2022-03-28 ペンシルベリア州立大学(PennState)
・電気化学的水素ポンプを用いて水素の分離と圧縮を行い、合成ガスと呼ばれる混合燃料ガスからの回収率は85%、従来の水ガスシフト反応器の出口流からの回収率は98.8%と、過去最高の数値となりました。
<関連情報>
- https://www.psu.edu/news/engineering/story/new-method-purifies-hydrogen-heavy-carbon-monoxide-mixtures/
- https://pubs.acs.org/doi/10.1021/acsenergylett.1c02853
水素分離に挑戦する電気化学ポンプ Electrochemical Pumping for Challenging Hydrogen Separations
Gokul Venugopalan,Deepra Bhattacharya, Evan Andrews, Luis Briceno-Mena, José Romagnoli, John Flake, and Christopher G. Arges
ACS Energy Lett. 2022, 7, XXX, 1322–1329 Publication Date:March 11, 2022
Abstract
Conventional hydrogen separations from reformed hydrocarbons often deploy a water gas shift (WGS) reactor to convert CO to CO2, followed by adsorption processes to achieve pure hydrogen. The purified hydrogen is then fed to a compressor to deliver hydrogen at high pressures. Electrochemical hydrogen pumps (EHPs) featuring proton-selective polymer electrolyte membranes (PEMs) represent an alternative separation platform with fewer unit operations because they can simultaneously separate and compress hydrogen continuously.
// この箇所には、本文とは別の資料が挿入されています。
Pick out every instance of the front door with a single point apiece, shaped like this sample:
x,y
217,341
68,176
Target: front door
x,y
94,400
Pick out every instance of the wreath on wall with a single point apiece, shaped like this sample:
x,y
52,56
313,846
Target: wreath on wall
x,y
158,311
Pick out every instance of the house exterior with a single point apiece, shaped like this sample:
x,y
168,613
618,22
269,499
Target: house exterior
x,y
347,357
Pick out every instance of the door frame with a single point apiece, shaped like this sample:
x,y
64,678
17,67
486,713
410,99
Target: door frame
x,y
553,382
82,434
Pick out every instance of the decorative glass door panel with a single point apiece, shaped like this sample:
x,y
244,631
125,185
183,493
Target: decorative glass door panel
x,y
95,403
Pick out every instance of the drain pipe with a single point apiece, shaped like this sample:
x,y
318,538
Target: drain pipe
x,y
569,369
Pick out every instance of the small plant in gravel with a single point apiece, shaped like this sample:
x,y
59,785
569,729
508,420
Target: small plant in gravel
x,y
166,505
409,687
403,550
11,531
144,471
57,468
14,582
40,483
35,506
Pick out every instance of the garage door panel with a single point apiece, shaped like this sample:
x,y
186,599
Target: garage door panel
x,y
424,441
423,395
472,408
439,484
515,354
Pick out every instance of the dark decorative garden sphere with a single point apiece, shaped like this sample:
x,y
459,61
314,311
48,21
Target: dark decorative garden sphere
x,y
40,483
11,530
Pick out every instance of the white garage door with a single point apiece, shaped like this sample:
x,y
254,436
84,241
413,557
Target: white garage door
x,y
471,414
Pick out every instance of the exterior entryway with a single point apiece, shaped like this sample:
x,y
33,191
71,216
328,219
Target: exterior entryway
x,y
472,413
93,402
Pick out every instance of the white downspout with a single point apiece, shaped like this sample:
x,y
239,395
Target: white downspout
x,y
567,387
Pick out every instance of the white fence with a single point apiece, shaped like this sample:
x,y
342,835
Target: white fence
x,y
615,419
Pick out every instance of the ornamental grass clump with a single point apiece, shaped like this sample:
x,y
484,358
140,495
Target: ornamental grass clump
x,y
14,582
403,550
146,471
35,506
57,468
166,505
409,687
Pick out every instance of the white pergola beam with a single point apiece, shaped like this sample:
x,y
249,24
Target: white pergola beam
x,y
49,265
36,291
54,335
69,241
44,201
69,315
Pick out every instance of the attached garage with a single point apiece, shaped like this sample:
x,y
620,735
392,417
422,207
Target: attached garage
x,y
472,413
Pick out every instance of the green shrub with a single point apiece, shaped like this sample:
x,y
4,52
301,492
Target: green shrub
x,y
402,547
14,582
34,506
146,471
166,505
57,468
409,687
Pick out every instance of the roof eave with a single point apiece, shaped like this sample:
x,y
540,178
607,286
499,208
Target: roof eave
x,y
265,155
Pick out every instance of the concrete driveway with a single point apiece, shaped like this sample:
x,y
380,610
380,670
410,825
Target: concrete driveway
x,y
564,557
In this work, a high-temperature PEM (HT-PEM) EHP purified hydrogen to 99.3%, with greater than 85% hydrogen recovery for feed mixtures containing 25–40% CO. The ion-pair HT-PEM and phosphonic acid ionomer binder enabled the EHP to be operated in the temperature range from 160 to 220 °C. The ability to operate the EHP at an elevated temperature allowed the EHP to purify hydrogen from gas feeds with large CO contents at 1 A cm–2. Finally, the EHP with the said materials displayed a small performance loss of 12 μV h–1 for purifying hydrogen from syngas for 100 h at 200 °C.